To recruit survey respondents, the researchers invited all highschool-age youth attending the SC3 to participate in the study through an introductory letter, which included a parent consent form. The researchers conducted a pre-, post-, and delayed post program survey, with the delayed-post survey taking place 8 months after the program’s completion. Pre-survey respondents included 98 out of 103 SC3 attendees, and 45 respondents (of the initial 98) also completed the delayed-post survey. The pre-survey respondents were in grades 8 through 12; 63% identified as female and 37% as male. With regard to race and ethnicity, 60% identified as Caucasian, 18% as Asian, 12% as Latino, 7% as African American, and 3% as Native American. About 40% of the respondents received financial aid to attend the weeklong program.

To design the survey, the researchers adapted most of the measures from other studies to gain the benefit of using previously validated instruments. The pre-program survey, adapted from the Earth Force Student Survey, measured environmental attitudes, locus of control, and sense of personal responsibility. The post-program survey measured the same variables as the pre-program survey, as well as intention to act through inquiring about the planned environmental project. The delayed post-program survey focused on implementation of the projects and commitment toward future involvement in environmental action, such as leading their school or community in actions to address environmentally related issues, becoming involved in environmental volunteerism, taking environmentally related courses, or pursuing an environmentally related career.

Using correlational analysis and multiple regression, the researchers found that variables that predicted environmental action included a student’s environmental attitude as measured before the program. First, pre-program environmental attitudes were significantly correlated with environmental action such that students who had more positive environmental attitudes at the beginning of the program were more likely to follow through with their projects after the program.

Interestingly, participants whose environmental attitudes increased after the program were less likely to follow through with their environmental action projects. Participants whose attitudes did not change or decreased after the program were more likely to follow through on their projects. However, a student’s pre-survey environmental attitude was the only significant predictor for environmental action in a model that included all four variables (environmental attitudes, locus of control, sense of personal responsibility, and environmental action).

Second, pre-program environmental attitudes and personal responsibility were predictors of intention for future involvement in environmental action. However, pre- to post-program changes in environmental attitudes, personal responsibility, and environmental action were not indicators of future involvement. And third, environmental action and intention toward action were not predictive of future involvement in environmental action, suggesting that working on an environmental project may not necessarily lead to future environmental action.

The researchers caution that the sample size of this study was small, may have been biased toward students selected for their environmental leadership qualities, and reflects one specific program.
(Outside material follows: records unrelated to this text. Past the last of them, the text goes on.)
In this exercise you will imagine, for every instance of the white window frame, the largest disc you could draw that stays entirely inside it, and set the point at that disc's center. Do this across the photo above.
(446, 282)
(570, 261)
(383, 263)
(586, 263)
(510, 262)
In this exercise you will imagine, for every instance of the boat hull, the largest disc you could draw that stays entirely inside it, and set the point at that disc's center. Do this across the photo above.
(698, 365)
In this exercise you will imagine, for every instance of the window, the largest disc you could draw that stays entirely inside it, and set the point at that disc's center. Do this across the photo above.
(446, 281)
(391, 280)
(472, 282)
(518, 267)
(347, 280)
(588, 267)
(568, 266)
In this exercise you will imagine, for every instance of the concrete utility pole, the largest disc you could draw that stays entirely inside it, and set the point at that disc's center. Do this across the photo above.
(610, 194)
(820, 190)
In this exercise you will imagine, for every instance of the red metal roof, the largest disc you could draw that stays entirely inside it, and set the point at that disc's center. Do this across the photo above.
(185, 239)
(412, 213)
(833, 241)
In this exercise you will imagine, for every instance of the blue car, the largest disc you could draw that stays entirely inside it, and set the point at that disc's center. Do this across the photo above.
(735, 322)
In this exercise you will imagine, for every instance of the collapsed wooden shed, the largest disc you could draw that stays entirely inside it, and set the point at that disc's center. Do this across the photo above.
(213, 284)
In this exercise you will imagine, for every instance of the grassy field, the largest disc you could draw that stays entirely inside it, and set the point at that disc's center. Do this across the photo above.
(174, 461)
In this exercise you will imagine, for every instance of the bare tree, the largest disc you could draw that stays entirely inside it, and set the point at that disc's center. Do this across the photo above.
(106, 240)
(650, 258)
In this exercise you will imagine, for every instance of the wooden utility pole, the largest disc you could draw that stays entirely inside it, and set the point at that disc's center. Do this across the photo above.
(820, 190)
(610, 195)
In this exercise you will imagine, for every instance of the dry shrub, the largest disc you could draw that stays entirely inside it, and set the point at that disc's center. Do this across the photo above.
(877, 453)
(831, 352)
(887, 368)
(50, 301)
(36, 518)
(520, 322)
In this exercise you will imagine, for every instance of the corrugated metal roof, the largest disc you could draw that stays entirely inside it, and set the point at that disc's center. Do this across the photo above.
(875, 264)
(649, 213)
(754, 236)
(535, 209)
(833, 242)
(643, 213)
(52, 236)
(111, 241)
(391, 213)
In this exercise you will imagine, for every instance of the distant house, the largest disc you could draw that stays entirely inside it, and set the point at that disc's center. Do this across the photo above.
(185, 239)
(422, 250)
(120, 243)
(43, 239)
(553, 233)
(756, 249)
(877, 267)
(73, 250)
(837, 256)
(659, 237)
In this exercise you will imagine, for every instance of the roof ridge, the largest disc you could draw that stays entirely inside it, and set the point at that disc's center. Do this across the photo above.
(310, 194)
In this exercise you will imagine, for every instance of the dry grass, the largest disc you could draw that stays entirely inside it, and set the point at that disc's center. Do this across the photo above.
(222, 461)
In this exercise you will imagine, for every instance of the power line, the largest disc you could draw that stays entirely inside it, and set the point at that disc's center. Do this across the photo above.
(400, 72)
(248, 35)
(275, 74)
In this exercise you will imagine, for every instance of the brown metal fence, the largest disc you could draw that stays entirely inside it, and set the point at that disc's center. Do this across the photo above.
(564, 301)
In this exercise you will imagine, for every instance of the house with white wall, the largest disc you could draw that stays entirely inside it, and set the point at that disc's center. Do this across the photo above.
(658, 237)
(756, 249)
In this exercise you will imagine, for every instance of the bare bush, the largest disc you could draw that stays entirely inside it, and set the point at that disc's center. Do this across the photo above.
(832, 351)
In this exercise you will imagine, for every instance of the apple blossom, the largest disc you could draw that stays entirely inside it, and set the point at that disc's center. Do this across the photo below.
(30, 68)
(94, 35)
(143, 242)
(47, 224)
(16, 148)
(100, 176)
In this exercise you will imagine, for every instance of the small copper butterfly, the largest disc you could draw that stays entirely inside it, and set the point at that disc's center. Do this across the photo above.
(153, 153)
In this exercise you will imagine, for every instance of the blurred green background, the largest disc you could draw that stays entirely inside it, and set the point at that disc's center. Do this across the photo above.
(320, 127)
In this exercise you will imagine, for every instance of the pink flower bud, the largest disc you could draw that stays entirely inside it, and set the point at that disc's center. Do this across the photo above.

Because of those considerations, the findings require further research before they can be generalized to a broader population.

The Bottom Line

Research finds that incoming environmental attitudes can be a strong predictor of environmental-action outcomes of education programs, particularly among youth. Therefore, selecting at least some participants who demonstrate strong pro-environmental attitudes may be important when considering group composition, as those participants can be more likely to have success in following through with environmental action projects. Those who are predisposed toward environmental causes might also be active agents in encouraging action among their peers.